Confession: I am skeptical about skeptics. I seriously doubt the doubters. I don’t believe the unbelievers. Not enough evidence for God, you say? Perhaps what you meant to say was, I refuse to even consider the evidence because then I might have to change my cherished, chosen lifestyle.
That’s pretty much my attitude whenever I hear or read a skeptic or atheist claim a lack of evidence. But note that it’s a confession, so I recognize it’s a little unfair. Certainly often enough accurate, but not always. Mea culpa.
But it was again my response when I heard the above exchange on Hinge, “a podcast about doubt, identity, and the search for the real Jesus.” The co-hosts are on opposite sides of the Jesus question…one a Christian pastor, the other a former Christian turned atheist…but they’re also friends. The congeniality of their discussion is very attractive, even though I know if I was hosting you’d likely hear something like, “Seriously? What are you, blind?” I know myself too well.
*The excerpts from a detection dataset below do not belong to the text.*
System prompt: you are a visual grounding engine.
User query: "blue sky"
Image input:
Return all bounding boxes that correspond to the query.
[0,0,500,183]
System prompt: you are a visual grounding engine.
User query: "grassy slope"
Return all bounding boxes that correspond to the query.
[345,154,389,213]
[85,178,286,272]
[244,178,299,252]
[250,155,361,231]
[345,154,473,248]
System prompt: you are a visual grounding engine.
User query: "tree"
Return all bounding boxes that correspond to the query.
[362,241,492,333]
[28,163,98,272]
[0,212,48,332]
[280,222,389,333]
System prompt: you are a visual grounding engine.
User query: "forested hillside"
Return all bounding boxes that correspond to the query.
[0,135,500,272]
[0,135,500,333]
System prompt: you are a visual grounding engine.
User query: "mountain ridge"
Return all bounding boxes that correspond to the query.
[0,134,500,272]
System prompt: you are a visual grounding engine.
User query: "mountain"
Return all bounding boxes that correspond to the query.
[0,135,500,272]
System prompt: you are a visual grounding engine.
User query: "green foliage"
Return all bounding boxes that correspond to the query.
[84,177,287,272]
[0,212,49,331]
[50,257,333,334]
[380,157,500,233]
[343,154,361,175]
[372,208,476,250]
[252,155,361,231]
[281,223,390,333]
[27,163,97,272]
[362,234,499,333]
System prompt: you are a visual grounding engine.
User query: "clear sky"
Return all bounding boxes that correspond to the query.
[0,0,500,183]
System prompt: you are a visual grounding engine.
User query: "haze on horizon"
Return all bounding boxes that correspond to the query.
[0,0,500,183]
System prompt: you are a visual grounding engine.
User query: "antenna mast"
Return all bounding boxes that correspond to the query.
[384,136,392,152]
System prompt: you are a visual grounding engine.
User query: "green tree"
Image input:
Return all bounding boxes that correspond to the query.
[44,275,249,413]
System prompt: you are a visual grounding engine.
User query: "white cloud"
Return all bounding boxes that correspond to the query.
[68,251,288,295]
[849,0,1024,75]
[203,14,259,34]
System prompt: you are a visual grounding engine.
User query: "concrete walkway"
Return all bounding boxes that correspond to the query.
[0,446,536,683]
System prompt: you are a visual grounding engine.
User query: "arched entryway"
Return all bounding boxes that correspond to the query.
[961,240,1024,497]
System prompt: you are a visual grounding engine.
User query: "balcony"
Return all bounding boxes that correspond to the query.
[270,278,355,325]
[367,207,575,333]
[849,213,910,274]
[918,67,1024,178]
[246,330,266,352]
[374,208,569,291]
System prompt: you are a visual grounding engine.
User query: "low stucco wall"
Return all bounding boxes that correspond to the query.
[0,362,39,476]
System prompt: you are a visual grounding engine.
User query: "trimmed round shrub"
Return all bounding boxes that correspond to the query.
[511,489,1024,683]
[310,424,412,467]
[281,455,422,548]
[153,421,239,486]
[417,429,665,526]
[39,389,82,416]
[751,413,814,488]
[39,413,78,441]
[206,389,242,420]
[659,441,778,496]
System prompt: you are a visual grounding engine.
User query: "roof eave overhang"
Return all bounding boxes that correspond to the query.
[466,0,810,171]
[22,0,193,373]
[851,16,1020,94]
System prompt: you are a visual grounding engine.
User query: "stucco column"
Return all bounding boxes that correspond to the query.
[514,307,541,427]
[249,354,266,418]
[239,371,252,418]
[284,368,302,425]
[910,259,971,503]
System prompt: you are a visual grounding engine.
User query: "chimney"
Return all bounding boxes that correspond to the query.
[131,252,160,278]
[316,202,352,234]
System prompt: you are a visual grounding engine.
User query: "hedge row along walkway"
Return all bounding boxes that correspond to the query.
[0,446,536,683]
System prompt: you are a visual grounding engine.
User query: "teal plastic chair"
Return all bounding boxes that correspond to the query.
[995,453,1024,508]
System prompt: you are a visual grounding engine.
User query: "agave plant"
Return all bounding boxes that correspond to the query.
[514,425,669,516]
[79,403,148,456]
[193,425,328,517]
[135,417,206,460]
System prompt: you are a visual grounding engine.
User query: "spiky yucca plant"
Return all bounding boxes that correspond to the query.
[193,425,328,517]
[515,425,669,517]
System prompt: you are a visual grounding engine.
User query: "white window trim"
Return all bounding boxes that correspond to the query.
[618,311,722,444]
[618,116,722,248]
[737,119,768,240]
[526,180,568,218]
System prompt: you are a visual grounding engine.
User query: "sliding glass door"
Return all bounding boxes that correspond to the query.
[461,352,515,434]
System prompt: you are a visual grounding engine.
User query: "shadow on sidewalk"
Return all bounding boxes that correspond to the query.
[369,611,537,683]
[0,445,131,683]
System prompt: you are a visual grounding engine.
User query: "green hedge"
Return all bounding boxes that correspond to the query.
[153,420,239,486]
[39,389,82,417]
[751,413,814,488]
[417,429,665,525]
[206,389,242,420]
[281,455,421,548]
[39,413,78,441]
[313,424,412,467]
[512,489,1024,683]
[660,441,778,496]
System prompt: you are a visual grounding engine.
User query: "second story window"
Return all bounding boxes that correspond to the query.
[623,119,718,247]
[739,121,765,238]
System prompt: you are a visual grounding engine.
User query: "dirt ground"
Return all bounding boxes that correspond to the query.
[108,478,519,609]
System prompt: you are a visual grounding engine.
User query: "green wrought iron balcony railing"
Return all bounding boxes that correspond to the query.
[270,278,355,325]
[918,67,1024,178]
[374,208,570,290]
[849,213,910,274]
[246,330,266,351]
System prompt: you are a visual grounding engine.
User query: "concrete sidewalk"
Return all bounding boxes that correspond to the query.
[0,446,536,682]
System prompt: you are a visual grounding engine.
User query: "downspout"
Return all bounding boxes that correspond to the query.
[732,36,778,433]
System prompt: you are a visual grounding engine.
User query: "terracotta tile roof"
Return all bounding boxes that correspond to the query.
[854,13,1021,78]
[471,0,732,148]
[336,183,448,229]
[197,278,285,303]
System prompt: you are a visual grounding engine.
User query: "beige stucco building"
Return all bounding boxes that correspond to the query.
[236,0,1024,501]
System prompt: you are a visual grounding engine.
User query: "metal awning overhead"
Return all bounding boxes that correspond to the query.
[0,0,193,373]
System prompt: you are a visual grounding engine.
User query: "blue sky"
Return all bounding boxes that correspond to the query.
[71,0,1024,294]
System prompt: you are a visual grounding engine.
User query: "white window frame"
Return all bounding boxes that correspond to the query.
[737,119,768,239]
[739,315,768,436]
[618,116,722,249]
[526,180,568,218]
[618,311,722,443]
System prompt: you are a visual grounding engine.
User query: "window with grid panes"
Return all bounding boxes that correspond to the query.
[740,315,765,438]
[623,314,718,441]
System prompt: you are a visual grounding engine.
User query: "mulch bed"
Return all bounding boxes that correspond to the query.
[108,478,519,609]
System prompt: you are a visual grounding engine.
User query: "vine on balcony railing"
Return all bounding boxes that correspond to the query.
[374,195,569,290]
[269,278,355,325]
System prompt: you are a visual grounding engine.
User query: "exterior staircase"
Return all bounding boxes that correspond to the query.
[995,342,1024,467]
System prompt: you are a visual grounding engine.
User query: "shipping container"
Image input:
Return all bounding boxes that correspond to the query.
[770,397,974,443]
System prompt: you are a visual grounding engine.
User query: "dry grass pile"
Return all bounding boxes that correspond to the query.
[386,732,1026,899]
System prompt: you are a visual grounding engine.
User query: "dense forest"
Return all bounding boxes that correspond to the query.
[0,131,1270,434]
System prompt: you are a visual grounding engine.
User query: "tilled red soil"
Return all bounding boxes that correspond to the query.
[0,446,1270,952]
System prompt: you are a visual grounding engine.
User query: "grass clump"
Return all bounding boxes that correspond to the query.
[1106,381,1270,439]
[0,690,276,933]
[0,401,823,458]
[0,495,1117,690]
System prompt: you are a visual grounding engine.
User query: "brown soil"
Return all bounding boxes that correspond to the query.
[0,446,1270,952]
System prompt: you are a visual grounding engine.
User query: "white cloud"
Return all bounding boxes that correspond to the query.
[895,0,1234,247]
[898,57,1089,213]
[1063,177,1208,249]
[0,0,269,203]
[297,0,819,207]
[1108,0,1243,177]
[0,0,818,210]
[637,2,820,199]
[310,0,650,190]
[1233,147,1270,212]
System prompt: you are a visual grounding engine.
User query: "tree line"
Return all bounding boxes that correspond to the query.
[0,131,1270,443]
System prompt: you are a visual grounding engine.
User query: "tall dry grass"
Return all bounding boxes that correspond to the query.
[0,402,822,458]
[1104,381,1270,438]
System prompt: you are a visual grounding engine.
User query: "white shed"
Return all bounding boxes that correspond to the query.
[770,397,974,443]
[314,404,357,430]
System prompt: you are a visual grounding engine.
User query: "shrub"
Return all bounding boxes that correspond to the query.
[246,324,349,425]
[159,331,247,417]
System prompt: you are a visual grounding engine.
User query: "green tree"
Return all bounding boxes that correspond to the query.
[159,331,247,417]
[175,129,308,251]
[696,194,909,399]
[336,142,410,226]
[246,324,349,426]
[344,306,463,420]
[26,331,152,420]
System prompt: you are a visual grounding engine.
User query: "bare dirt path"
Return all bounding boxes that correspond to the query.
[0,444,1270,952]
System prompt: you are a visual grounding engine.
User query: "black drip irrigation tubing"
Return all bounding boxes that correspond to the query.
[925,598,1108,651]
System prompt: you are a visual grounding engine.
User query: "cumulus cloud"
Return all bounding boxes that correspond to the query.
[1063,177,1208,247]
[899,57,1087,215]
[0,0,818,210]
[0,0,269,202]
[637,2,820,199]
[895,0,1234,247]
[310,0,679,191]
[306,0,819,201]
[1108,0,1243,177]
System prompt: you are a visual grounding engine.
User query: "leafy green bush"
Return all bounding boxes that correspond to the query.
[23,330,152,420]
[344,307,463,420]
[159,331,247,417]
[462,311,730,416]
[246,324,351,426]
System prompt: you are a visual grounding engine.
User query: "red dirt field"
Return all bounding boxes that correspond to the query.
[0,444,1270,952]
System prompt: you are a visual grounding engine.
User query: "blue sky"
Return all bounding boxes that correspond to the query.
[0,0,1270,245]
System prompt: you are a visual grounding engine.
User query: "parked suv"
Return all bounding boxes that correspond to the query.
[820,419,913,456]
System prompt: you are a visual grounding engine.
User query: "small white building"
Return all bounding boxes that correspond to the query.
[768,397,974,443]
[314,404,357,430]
But I also know that if I as an apologist am going to be about persuasion over contention, a proper attitude and approach is key. Instead of a thunderous hailstorm of assertions that push your opponent into a protective posture, the warm, ocean breezes of congeniality and the fireside glow of mutual respect are much more likely to
soften him up for the kill foster a mature and considerate conversational context where each can be heard.
I have issues
So I do recognize that refusing to acknowledge the legitimacy of a doubter’s doubts is counterproductive to persuading him to abandon them. Still, the claim that there is no evidence for God seems plainly illegitimate, and so gives rise to my doubts about such a claimant’s doubt. I can respect a skeptic who says they’re not convinced by it, but if they refuse to even engage with the multiple arguments for God’s existence then clearly their skepticism is merely a ruse. And I think I am justified in questioning their integrity.
I also have trust issues with skeptics who can’t or won’t say what evidence would convince them, as in the above exchange. If the evidence that has convinced me doesn’t meet their qualifications, then it seems to me they must have at least an idea of what would. I suspect that most who do have an idea don’t admit it for fear that it will be seen as unreasonable or that it will be shown to be, in essence, no more evidential than what they reject. Or because, if they are honest enough to admit it like the atheist co-host of Hinge did, they know they would likely be skeptical of any imagined evidence. [I will be addressing the less humble admission of a popular internet atheist in my next post.]
We all have filters
What I have come to realize is that what we acknowledge as true when looking outside ourselves is shaped to a large extent by what we acknowledge is true when we look inside ourselves. And this goes for both believers and nonbelievers. A little introspection can save us from misinterpreting what our “outrospection” detects, because all that we perceive is seen through multiple emotional, relational, and presuppositional filters.
And we have to be willing to be honest with ourselves if we want to be seen by others as honest. So the maxim is true in religious and existential considerations as well as in everyday life: Honesty is the best policy.